Dutch footballer (born 2002)

Jorn Berkhout (born 18 March 2002) is a Dutch professional footballer who plays as a centre-back for club Cambuur.

==Club career==
===AZ===
On 17 May 2019, Berkhout signed his first professional contract with AZ, joining the club's reserve side, Jong AZ, in the Eerste Divisie.
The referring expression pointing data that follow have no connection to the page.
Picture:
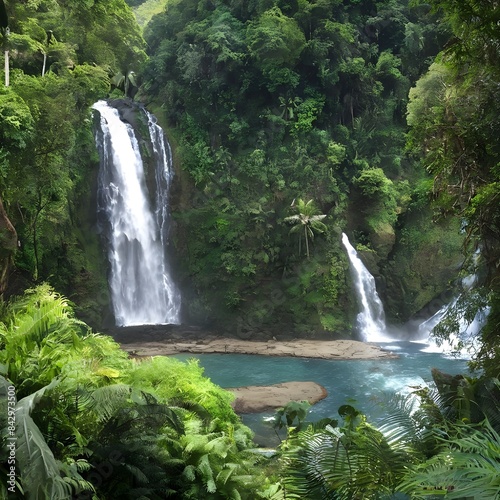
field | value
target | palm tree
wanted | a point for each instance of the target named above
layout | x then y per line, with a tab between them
309	219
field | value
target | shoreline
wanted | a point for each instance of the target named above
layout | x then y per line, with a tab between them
320	349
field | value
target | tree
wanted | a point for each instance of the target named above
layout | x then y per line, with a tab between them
308	219
4	29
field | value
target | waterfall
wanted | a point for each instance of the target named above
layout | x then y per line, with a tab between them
464	341
135	222
371	319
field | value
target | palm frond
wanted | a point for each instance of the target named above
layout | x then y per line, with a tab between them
40	472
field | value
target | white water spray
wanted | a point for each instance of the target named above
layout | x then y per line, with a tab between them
142	290
371	319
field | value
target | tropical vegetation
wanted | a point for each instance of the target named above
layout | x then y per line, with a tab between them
288	118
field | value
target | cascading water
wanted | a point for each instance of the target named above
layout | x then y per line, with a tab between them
371	319
464	341
135	223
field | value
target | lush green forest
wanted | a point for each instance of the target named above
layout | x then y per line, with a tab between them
291	121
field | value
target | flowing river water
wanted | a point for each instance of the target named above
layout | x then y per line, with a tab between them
135	223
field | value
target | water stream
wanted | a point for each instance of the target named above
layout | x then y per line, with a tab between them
370	322
135	222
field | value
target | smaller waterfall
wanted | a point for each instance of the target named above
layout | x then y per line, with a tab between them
135	222
371	319
464	341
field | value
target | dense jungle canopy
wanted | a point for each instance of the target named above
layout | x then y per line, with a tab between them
291	121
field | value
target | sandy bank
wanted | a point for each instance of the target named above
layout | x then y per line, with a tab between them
324	349
261	398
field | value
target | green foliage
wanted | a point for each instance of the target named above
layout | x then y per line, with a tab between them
453	111
269	101
307	220
467	467
87	413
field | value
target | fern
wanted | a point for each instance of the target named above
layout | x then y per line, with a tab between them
469	466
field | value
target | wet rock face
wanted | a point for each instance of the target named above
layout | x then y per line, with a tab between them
8	245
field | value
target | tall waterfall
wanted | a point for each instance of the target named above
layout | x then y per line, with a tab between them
371	319
135	222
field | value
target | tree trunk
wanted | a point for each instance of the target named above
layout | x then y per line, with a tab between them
8	245
7	74
307	241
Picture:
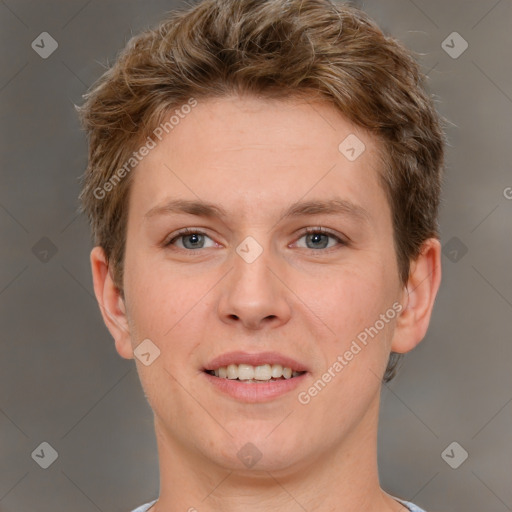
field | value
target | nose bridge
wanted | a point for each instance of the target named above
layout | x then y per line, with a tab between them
253	293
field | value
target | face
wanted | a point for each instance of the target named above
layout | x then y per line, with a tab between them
248	279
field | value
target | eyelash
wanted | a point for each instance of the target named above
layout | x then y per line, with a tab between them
307	231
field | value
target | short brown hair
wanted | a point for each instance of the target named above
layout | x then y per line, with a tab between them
273	49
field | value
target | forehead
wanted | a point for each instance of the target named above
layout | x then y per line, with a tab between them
259	155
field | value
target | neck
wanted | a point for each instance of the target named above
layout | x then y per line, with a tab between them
343	478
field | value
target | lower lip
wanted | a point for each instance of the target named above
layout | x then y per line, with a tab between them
252	392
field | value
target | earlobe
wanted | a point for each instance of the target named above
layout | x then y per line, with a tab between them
111	303
418	298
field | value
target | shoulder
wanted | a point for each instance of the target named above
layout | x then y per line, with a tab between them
145	507
411	506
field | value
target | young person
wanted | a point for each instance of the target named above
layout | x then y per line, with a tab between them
263	188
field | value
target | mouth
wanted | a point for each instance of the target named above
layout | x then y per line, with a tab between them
255	377
255	374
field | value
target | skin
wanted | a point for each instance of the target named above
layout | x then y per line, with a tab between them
300	297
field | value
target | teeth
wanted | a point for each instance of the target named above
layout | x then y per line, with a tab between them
250	373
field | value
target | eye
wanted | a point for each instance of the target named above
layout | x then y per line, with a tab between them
191	239
318	238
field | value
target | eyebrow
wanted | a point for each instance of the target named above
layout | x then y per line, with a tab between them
336	206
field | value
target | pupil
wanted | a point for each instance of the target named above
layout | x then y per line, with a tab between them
315	237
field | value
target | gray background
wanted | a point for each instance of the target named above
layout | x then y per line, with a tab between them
61	380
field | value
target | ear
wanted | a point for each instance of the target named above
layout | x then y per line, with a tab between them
418	297
111	303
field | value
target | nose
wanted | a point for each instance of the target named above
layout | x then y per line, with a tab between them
254	294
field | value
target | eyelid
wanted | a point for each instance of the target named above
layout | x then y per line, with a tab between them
341	239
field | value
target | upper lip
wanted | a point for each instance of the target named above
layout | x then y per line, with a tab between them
255	359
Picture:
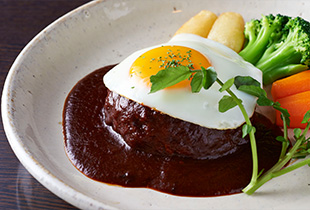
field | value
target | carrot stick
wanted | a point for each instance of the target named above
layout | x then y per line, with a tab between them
297	105
291	85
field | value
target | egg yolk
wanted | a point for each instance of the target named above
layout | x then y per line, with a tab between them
157	59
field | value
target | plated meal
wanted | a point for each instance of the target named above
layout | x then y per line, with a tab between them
127	152
180	117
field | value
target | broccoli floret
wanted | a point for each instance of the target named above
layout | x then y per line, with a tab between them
260	34
278	45
288	56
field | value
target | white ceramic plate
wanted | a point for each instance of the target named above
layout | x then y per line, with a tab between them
95	35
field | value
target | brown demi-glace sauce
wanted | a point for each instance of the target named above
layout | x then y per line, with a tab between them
101	154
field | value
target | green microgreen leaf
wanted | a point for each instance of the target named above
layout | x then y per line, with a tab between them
209	77
306	117
253	90
227	85
297	133
246	80
168	77
226	103
197	82
246	129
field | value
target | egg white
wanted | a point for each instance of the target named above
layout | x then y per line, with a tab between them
198	108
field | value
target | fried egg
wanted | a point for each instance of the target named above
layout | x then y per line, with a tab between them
131	79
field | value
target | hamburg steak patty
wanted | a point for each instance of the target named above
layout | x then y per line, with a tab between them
148	130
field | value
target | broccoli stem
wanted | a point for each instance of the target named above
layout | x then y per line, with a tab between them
282	62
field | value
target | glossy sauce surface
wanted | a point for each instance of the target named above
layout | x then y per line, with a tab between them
101	154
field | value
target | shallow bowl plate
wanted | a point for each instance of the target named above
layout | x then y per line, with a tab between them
95	35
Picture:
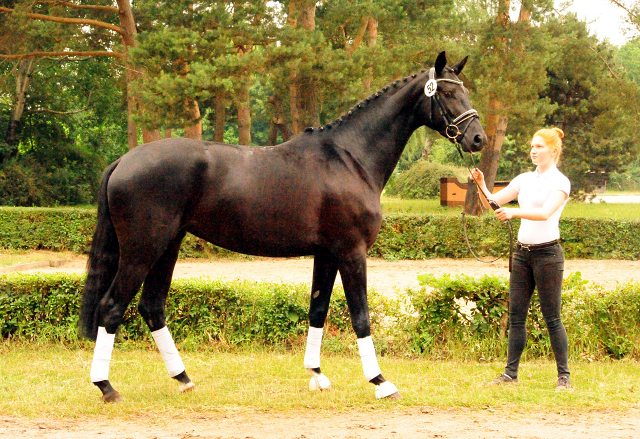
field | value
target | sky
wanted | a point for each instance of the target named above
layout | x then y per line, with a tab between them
604	19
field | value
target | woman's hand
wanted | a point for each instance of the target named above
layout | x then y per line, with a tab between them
478	176
504	213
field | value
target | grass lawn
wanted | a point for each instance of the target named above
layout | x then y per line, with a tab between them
14	257
54	381
572	209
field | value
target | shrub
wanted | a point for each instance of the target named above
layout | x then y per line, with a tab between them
200	311
422	180
599	323
402	236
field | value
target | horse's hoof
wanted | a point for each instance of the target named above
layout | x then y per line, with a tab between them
112	397
319	382
189	387
387	390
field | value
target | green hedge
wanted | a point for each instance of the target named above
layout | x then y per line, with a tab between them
402	236
429	321
199	310
599	323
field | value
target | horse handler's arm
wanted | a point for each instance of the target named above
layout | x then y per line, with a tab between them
503	196
555	200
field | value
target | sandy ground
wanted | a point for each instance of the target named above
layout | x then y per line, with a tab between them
388	278
414	423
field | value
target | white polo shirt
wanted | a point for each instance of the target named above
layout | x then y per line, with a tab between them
533	190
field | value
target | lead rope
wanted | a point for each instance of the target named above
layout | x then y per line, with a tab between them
495	206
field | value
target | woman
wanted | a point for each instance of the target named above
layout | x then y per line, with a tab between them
539	259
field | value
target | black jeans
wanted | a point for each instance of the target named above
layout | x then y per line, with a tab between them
543	269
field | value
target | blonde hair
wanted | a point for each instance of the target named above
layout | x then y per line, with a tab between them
553	139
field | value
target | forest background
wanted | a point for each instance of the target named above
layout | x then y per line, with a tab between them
82	82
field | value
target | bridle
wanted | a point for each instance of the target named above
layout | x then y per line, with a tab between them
452	131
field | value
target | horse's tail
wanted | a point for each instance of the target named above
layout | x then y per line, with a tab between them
102	264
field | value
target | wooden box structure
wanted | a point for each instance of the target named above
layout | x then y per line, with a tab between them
452	192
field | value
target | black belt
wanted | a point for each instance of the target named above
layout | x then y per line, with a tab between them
534	247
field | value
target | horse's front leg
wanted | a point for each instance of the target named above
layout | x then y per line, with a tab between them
325	270
353	272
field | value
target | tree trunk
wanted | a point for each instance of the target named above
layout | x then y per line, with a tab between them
372	40
496	125
221	117
151	135
194	131
278	122
127	22
302	89
243	103
23	77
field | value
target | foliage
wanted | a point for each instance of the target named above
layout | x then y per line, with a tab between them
448	311
402	236
600	323
589	110
422	180
199	310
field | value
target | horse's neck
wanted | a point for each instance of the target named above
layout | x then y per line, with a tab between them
389	125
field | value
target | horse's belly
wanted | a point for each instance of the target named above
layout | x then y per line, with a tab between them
258	241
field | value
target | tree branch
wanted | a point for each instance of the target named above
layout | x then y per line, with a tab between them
88	53
46	110
74	6
628	11
65	20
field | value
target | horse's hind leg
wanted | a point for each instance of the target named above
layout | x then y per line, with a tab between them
325	269
112	308
152	308
353	271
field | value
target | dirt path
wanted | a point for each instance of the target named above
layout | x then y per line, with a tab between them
416	423
387	277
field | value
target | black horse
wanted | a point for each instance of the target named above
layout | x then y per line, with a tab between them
316	194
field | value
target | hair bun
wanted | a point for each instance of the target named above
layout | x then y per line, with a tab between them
559	131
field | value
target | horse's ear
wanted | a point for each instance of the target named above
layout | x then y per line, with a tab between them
457	69
441	62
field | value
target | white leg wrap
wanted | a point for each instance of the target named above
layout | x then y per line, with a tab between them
312	354
169	352
368	356
102	356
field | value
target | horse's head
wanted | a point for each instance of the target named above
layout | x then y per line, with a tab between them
447	106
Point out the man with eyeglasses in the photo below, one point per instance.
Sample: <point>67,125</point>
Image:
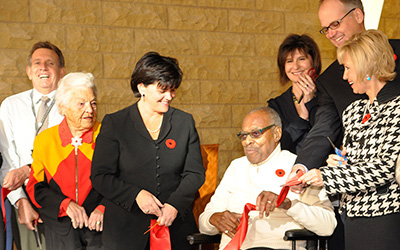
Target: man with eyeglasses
<point>340,19</point>
<point>257,178</point>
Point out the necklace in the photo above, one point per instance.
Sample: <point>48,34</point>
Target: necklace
<point>155,131</point>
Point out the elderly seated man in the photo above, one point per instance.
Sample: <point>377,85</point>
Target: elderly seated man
<point>257,178</point>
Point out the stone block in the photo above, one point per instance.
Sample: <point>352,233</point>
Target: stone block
<point>25,35</point>
<point>188,93</point>
<point>14,11</point>
<point>229,44</point>
<point>256,22</point>
<point>135,15</point>
<point>230,4</point>
<point>84,61</point>
<point>187,18</point>
<point>204,67</point>
<point>220,92</point>
<point>268,45</point>
<point>253,68</point>
<point>117,65</point>
<point>13,62</point>
<point>208,116</point>
<point>71,11</point>
<point>287,5</point>
<point>166,42</point>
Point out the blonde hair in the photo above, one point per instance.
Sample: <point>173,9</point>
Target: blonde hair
<point>371,54</point>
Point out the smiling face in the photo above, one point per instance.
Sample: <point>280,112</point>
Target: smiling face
<point>333,10</point>
<point>155,98</point>
<point>45,71</point>
<point>258,150</point>
<point>81,112</point>
<point>296,63</point>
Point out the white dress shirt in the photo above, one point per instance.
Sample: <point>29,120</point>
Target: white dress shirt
<point>243,182</point>
<point>17,131</point>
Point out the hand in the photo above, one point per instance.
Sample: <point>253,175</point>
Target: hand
<point>148,203</point>
<point>78,215</point>
<point>26,214</point>
<point>307,85</point>
<point>96,220</point>
<point>16,177</point>
<point>226,222</point>
<point>300,188</point>
<point>168,216</point>
<point>335,160</point>
<point>313,177</point>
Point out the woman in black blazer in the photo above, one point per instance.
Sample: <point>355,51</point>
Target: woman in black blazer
<point>147,161</point>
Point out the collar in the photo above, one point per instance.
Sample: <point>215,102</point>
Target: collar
<point>272,157</point>
<point>37,95</point>
<point>66,135</point>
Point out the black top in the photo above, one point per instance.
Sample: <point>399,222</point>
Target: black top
<point>294,128</point>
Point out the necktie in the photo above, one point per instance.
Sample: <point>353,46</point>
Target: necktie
<point>241,231</point>
<point>42,120</point>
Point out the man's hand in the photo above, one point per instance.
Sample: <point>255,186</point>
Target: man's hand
<point>78,215</point>
<point>226,222</point>
<point>16,177</point>
<point>300,188</point>
<point>26,214</point>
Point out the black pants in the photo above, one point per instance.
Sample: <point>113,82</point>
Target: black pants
<point>374,233</point>
<point>76,239</point>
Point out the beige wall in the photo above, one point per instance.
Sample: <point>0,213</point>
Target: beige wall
<point>226,48</point>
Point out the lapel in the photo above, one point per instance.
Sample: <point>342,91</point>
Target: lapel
<point>139,126</point>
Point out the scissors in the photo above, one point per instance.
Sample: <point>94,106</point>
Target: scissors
<point>337,151</point>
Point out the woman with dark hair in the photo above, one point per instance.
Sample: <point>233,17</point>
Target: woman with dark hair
<point>299,62</point>
<point>147,162</point>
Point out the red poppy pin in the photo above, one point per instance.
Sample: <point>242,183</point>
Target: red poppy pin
<point>280,172</point>
<point>170,143</point>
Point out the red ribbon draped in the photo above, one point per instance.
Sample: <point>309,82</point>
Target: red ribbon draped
<point>285,190</point>
<point>159,237</point>
<point>241,231</point>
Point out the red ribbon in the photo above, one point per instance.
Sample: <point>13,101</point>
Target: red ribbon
<point>285,190</point>
<point>241,231</point>
<point>159,237</point>
<point>4,193</point>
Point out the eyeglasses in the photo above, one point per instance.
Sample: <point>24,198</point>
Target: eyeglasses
<point>253,134</point>
<point>334,25</point>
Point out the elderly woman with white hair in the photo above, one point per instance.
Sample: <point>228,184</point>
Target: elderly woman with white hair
<point>59,184</point>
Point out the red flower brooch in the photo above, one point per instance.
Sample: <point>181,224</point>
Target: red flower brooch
<point>170,143</point>
<point>280,172</point>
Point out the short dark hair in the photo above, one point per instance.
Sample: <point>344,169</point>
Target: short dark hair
<point>305,45</point>
<point>349,4</point>
<point>152,68</point>
<point>47,45</point>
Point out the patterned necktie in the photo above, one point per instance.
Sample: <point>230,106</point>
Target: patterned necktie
<point>41,114</point>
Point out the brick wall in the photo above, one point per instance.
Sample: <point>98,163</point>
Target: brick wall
<point>226,48</point>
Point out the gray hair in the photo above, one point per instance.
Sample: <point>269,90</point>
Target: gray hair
<point>70,82</point>
<point>270,112</point>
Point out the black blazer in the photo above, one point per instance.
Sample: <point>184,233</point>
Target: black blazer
<point>127,160</point>
<point>334,95</point>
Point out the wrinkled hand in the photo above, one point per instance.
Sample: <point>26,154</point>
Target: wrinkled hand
<point>168,216</point>
<point>148,203</point>
<point>335,160</point>
<point>300,188</point>
<point>26,214</point>
<point>312,177</point>
<point>307,85</point>
<point>16,177</point>
<point>96,220</point>
<point>78,215</point>
<point>226,222</point>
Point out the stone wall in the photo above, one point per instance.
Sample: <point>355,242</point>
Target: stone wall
<point>226,48</point>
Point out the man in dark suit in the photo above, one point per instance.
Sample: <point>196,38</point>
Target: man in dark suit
<point>340,19</point>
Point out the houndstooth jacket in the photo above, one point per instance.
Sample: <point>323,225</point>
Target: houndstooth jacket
<point>368,179</point>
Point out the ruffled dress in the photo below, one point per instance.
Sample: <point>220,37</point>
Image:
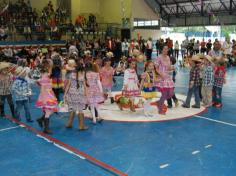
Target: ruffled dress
<point>46,99</point>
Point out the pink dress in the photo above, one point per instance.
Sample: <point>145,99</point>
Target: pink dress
<point>131,80</point>
<point>107,77</point>
<point>163,66</point>
<point>94,95</point>
<point>46,99</point>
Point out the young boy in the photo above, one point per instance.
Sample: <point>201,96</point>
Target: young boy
<point>174,98</point>
<point>207,81</point>
<point>6,80</point>
<point>21,90</point>
<point>194,83</point>
<point>219,81</point>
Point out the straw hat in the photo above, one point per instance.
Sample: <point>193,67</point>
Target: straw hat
<point>87,52</point>
<point>209,58</point>
<point>7,66</point>
<point>70,64</point>
<point>110,54</point>
<point>196,58</point>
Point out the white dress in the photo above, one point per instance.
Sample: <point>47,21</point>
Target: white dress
<point>131,80</point>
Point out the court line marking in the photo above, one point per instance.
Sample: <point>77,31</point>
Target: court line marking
<point>163,166</point>
<point>195,152</point>
<point>217,121</point>
<point>77,152</point>
<point>10,128</point>
<point>208,146</point>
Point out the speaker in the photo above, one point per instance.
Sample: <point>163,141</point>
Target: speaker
<point>125,34</point>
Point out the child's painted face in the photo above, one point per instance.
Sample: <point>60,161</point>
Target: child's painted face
<point>165,50</point>
<point>133,64</point>
<point>150,67</point>
<point>108,63</point>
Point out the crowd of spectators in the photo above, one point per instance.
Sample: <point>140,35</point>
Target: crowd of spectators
<point>21,18</point>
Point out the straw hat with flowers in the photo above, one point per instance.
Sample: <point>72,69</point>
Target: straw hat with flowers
<point>196,58</point>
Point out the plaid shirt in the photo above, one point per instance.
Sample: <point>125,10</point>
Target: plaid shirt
<point>219,76</point>
<point>21,89</point>
<point>208,76</point>
<point>195,75</point>
<point>5,85</point>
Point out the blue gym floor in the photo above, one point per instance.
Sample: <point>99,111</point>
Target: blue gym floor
<point>199,146</point>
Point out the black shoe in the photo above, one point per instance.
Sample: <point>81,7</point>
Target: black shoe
<point>46,128</point>
<point>40,121</point>
<point>195,106</point>
<point>185,106</point>
<point>29,120</point>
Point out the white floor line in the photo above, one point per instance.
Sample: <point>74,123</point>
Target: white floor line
<point>164,166</point>
<point>217,121</point>
<point>195,152</point>
<point>208,146</point>
<point>10,128</point>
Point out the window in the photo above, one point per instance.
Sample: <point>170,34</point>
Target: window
<point>140,23</point>
<point>155,23</point>
<point>148,23</point>
<point>135,23</point>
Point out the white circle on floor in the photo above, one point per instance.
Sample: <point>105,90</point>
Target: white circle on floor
<point>111,112</point>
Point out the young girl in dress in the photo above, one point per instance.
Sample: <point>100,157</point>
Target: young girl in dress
<point>94,91</point>
<point>106,74</point>
<point>130,84</point>
<point>75,96</point>
<point>46,100</point>
<point>166,84</point>
<point>149,78</point>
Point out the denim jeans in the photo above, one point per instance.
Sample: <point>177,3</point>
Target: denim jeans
<point>10,102</point>
<point>217,94</point>
<point>194,90</point>
<point>19,105</point>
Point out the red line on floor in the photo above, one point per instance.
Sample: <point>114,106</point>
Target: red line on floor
<point>87,157</point>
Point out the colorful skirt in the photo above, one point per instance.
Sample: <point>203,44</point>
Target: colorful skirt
<point>149,93</point>
<point>47,101</point>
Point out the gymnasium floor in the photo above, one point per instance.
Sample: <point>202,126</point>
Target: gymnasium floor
<point>202,145</point>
He made his professional debut for Jong AZ on 2 October 2020, completing the full 90 minutes in a 3–3 league draw away to MVV. Berkhout earned his senior AZ debut on 16 May 2021, replacing Fredrik Midtsjø in the 83rd minute of a 5–0 Eredivisie home victory over Heracles Almelo.

In January 2022 he sustained a pubic‑bone and groin injury that sidelined him for 16 months, returning to competitive action with Jong AZ in May 2023.

===Cambuur===
On 13 June 2025, Berkhout signed a three‑year contract with Cambuur ahead of the 2025–26 Eerste Divisie season.